3. Funeral koden (condolence money): inversely, funerals use amounts containing 4 — 4,000 yen, 40,000 yen, deliberately letting death enter the gift money to complete the farewell. Taboo inverted on purpose.
4. License plates: Japanese drivers avoid 42 (shini, "to die"), 49 (shiku, "death suffering"), and plates starting with 4242. Some combinations are banned outright: 42-19, 49-19. You can pay extra to request a specific plate (kibo number), and almost no one chooses 4 or 9.
5. Product packaging: cake boxes of 4 or 6 exist, but rarely as a featured 4-pack. Wagashi and tea gift sets usually come in 5, 6, or 8.
The taboo is loosening
Since 2000, younger generations care less about number taboos than their elders. Convenience stores and chain operations do not deliberately avoid 4 and 9 in numbering. New apartment buildings are starting to keep the 4th floor (since "keeping it equals lower prices equals lower investment value"). But hospitals, traditional inns, kimono shops, and shrine-related venues still observe strict avoidance.
Younger people sometimes flip the 4 taboo with the four-leaf clover (yotsuba no kuroba) — "unlucky 4" plus leaf becomes lucky. Creative marketing.
Comparison with foreign taboos
The Chinese 4 equals death follows the same logic, so mainland China, Hong Kong, and Taiwan also avoid 4. But Chinese speakers do not taboo 9, because Cantonese 9 (gau) sounds like 9 (gau, longevity) — auspicious. A subtle difference between Japanese and Chinese taboos.
Western number taboos: 13 (the Last Supper plus the Friday the 13th superstition). Japan has no 13 taboo (Christian influence is minimal), so hotels usually have a 13th floor.
Scenarios for tourists
First, picking a hotel room: at check-in, staff assign you a room directly. Rooms starting with 4 or 9 are almost never assigned to Japanese guests, but staff will assign them to foreigners without hesitation (assuming foreigners do not mind). If you do mind, just ask: sumimasen, betsu no heya ni shite itadakemasu ka (sorry, could I have a different room?).

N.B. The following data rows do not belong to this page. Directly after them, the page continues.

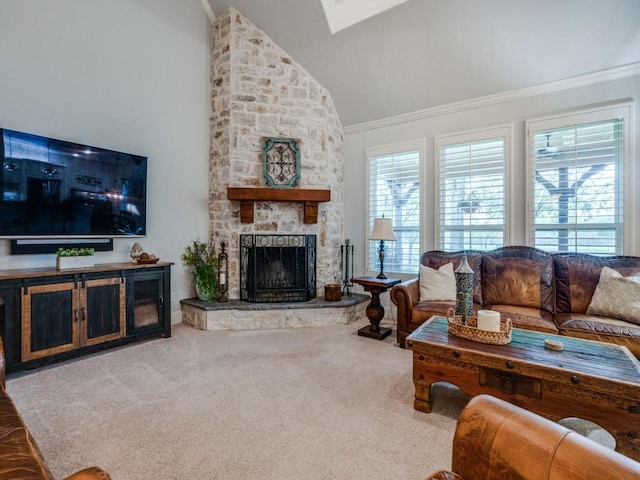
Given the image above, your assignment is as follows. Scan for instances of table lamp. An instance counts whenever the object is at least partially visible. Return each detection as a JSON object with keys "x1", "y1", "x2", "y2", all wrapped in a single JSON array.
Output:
[{"x1": 369, "y1": 217, "x2": 396, "y2": 280}]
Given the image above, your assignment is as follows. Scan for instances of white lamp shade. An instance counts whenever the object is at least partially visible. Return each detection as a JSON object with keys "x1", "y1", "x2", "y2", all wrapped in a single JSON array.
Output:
[{"x1": 369, "y1": 218, "x2": 396, "y2": 241}]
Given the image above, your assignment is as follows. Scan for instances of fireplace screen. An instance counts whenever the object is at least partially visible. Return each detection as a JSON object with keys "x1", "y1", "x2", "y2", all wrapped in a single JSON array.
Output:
[{"x1": 240, "y1": 235, "x2": 316, "y2": 303}]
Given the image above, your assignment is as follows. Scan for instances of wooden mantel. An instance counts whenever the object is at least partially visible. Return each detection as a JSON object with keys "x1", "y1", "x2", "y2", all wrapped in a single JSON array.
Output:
[{"x1": 227, "y1": 187, "x2": 331, "y2": 223}]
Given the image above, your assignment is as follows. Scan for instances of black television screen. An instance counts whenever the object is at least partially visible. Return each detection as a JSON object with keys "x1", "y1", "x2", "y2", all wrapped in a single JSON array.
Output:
[{"x1": 0, "y1": 129, "x2": 147, "y2": 238}]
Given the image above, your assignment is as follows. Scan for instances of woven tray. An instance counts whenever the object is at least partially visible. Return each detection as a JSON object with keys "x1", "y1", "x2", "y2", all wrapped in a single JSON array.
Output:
[{"x1": 447, "y1": 309, "x2": 511, "y2": 345}]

Second, finding the 4th floor in elevators: modern hotels include the 4th floor (sometimes marked F instead of 4F), traditional ones skip it (3F to 5F). Do not be surprised by the jump.
Third, giving gifts to Japanese friends: 4 or 9 items is taboo. Give 5 candies, 3 flowers, 10 pineapple cakes. Avoid quantities of 4 and 9.
Fourth, buying gift money envelopes (shugibukuro): avoid amounts with 4 or 9. 30,000, 50,000, 100,000 are safe. Close friends of the couple give 30,000, bosses or elders give 50,000-100,000.
Fifth, rental car plates: most rental companies already avoid 42 and 49, so you do not need to request specially (they have already done it).
Pro tip: how Japanese handle 4 in unavoidable contexts
When 4 must be expressed, Japanese use substitution strategies:
1. Write 4 as the kanji 四 (softening the visual impact of the digit). 2. Read 四 with kun-yomi yon or yottsu (avoiding the shi sound). 3. Use four-leaf clover symbolism inverted — binding 4 to luck. 4. The four seasons (shiki, spring/summer/autumn/winter) carry no taboo — natural cycles are exempt.
Closing: taboo as social memory
The 4 and 9 taboos reflect Japanese psychological avoidance of death and suffering. This system has continued from the 8th century arrival of kanji into the 21st century. Modern attitudes have softened, but it remains cultural DNA.
Next time you stay in a Japanese hotel, watch the elevator buttons — when you see 4 skipped, you are looking at a 1,300-year cultural pattern made concrete. This is not superstition. It is etiquette refined by centuries of social care.